Die Europäische Union ist als Wirtschaftsunion erfolgreich. Aber als politische Union ist die EU nicht in gleichem Maße mitgewachsen. Immer öfter stehen aber nationale Eigendynamiken und politische Blockadehaltungen dem weiteren Erfolg Europas im Weg. Enormen Beitrag zur Wertschöpfung und Wohlstand in Europa leistet die produzierende Industrie, die im globalen Wettbewerb mit Anbietern aus Asien und den USA steht. Viele der für Europa wichtigen Branchen sind energieintensiv. Diese brauchen eine zuverlässige und wettbewerbsfähige Energieversorgung.

Der Energieträger Erdgas ist dafür die Grundsäule und wird in dieser Rolle noch bedeutender werden, insbesondere, wenn Europa seine ambitionierten Klimaziele erreichen will. Dafür brauchen wir nicht weniger, sondern mehr Gas – als Partner der Erneuerbaren. Heute kann sich Europa noch zu einem großen Teil aus eigener Produktion mit Gas versorgen. Doch die heimische Produktion nimmt rascher ab als ursprünglich prognostiziert. Gleichzeitig steigt die Nachfrage, auch das ist unter den Experten unbestritten. Gas wird vor allem Kohle ersetzen und zusammen mit dem Zuwachs aus erneuerbaren Energien eine klimafreundliche und sichere Energieversorgung ermöglichen. Steigender Bedarf trifft sinkende Eigenproduktion – das heißt: Europas Importbedarf für Erdgas wächst.

LNG ändert den Weltmarkt, aber nicht die europäische Versorgung

Seit der Inbetriebnahme der Ostseepipeline Nord Stream 1, die Erdgas direkt von Russland in die europäischen Märkte liefert, hat sich die globale Energieindustrie verändert. Die USA sind vom Energieimporteur zum -exporteur avanciert: durch verflüssigtes Erdgas (LNG). Der LNG-Markt ist ein globaler, und Europa würde als großer Markt für US-LNG auf der Hand liegen. Wir haben ausreichend Terminal-Kapazitäten und jedes Interesse, mehr Gas für unsere Märkte zu sichern.

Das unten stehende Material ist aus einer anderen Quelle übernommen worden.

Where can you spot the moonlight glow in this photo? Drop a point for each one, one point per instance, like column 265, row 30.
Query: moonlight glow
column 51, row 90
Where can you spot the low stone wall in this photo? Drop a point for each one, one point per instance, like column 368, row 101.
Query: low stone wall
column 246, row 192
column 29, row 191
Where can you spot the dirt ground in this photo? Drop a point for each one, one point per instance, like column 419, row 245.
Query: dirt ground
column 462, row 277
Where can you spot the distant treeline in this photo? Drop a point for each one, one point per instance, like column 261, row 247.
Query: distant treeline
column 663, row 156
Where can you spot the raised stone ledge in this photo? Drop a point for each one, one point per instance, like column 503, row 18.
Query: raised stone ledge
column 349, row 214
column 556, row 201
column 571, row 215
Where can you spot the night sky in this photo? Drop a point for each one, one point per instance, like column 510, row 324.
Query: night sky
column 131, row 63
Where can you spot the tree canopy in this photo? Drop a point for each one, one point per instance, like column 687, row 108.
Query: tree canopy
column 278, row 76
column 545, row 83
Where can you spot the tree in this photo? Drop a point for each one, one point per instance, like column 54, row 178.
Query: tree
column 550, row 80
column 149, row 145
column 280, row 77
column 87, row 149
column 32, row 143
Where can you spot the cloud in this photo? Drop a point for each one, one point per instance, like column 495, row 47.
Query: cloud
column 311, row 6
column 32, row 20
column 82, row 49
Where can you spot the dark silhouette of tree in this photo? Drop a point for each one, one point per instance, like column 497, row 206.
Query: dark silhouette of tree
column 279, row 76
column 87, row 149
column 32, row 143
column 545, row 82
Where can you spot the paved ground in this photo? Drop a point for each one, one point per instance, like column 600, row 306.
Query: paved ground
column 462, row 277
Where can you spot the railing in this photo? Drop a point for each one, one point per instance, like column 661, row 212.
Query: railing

Doch US-LNG ist preislich für Europa nicht interessant, denn Europa befindet sich in sehr guter Pipelinedistanz zu großen Erdgasproduzenten. Das ist ein Trumpf, von dem wir Europäer tagtäglich profitieren. Dank Pipeline-Gas haben wir ein vergleichsweise niedriges Gaspreisniveau. Das ist gut für die Industrie und gut für die Verbraucher. Europa ist mit vielen Gasproduzenten, wie etwa Norwegen, Russland und Algerien, effizient durch Pipelines verknüpft. Das rechnet sich nicht nur wirtschaftlich, sondern ebenso energiepolitisch – denn es bedeutet: Sicherheit und Verlässlichkeit.

Nord Stream 2 diversifiziert den Gasbezug und erhöht den Wettbewerb

Nord Stream 2 verbindet das westliche Europa direkt und ohne jedes Transitrisiko mit den großen russischen Gasfeldern. Durch das gut ausgebaute innereuropäische Gasnetz können durch die Nord Stream 2 auch große Teile Zentral- und Osteuropas sicher mit Energie versorgt werden.

Die Ostseepipeline bedeutet eine wichtige Diversifizierung der vorhandenen Importrouten, eine Ergänzung und Erweiterung des bestehenden Netzes. Genau das entspricht den Zielen der europäischen Energieunion und eines gestärkten europäischen Gasbinnenmarktes. Kurzum: Nord Stream 2 verbindet und stärkt Europa. Im besten Sinne: ein gesamteuropäisches Projekt.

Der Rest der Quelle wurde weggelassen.